You are viewing a plain text version of this content. The canonical link for it is here.
Posted to dev@parquet.apache.org by Yash Ganthe <ya...@gmail.com> on 2020/07/10 04:38:04 UTC

Does Parquet format provide indexing for quick retrieval based on column filters?

Hi,

If I want to query a parquet file with a criteria such as income > 1000,
does Parquet support indexing of the columns to make it faster to identify
the records with the criteria? I know we can partition the file on a
column. But in my case assume it is already partitioned on a single column
that is Date and I want to use other criteria for filtering the records.

Regards,
Yash

Re: Does Parquet format provide indexing for quick retrieval based on column filters?

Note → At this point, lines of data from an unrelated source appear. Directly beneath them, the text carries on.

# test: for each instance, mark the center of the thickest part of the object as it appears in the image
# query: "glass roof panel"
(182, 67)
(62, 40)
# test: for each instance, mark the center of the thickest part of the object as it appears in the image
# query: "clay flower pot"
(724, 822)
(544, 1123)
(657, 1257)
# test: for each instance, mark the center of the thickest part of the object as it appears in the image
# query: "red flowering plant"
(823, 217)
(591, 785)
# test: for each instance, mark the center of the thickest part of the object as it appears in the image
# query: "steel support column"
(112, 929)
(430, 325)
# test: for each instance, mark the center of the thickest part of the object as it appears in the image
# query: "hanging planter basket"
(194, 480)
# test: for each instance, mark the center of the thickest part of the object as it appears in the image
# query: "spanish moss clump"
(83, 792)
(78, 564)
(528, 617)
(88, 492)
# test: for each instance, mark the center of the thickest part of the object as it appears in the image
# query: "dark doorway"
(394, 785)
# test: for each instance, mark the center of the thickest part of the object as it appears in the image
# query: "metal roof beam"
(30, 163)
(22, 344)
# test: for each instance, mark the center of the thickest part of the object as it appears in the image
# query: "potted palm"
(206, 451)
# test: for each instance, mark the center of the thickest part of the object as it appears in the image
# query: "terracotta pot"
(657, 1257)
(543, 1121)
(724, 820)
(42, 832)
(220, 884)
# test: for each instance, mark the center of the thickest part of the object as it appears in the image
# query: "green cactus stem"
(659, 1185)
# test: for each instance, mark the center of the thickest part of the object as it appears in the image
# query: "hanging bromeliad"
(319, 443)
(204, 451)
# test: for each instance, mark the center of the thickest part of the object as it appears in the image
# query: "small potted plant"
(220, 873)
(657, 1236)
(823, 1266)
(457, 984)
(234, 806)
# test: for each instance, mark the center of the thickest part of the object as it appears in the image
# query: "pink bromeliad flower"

Posted by Micah Kornfield <em...@gmail.com>.
Hi Yash,
there are a few mechanisms in Parquet that can help with this.  Not all of
them will be present in every parquet file.  And not all implementations
make use of them or populate them (i.e. C++ lacks a few):
1.  Per Column statistics per-row-group and data pages [1].  Includes
min/max values.
2.  Column indexes [2].
3.  Bloom filters [3]

Thanks,
Micah


[1]
https://github.com/apache/parquet-format/blob/232e23a68ab45be0db2cca5d0991613c9f350f8c/src/main/thrift/parquet.thrift#L197
[2] https://github.com/apache/parquet-format/blob/master/PageIndex.md
[3]
https://github.com/apache/parquet-format/blob/e1dca742bbd0e1eec3a07c70ca53535d678b20dc/BloomFilter.md

On Fri, Jul 10, 2020 at 12:04 PM Yash Ganthe <ya...@gmail.com> wrote:

> Hi,
>
> If I want to query a parquet file with a criteria such as income > 1000,
> does Parquet support indexing of the columns to make it faster to identify
> the records with the criteria? I know we can partition the file on a
> column. But in my case assume it is already partitioned on a single column
> that is Date and I want to use other criteria for filtering the records.
>
> Regards,
> Yash
>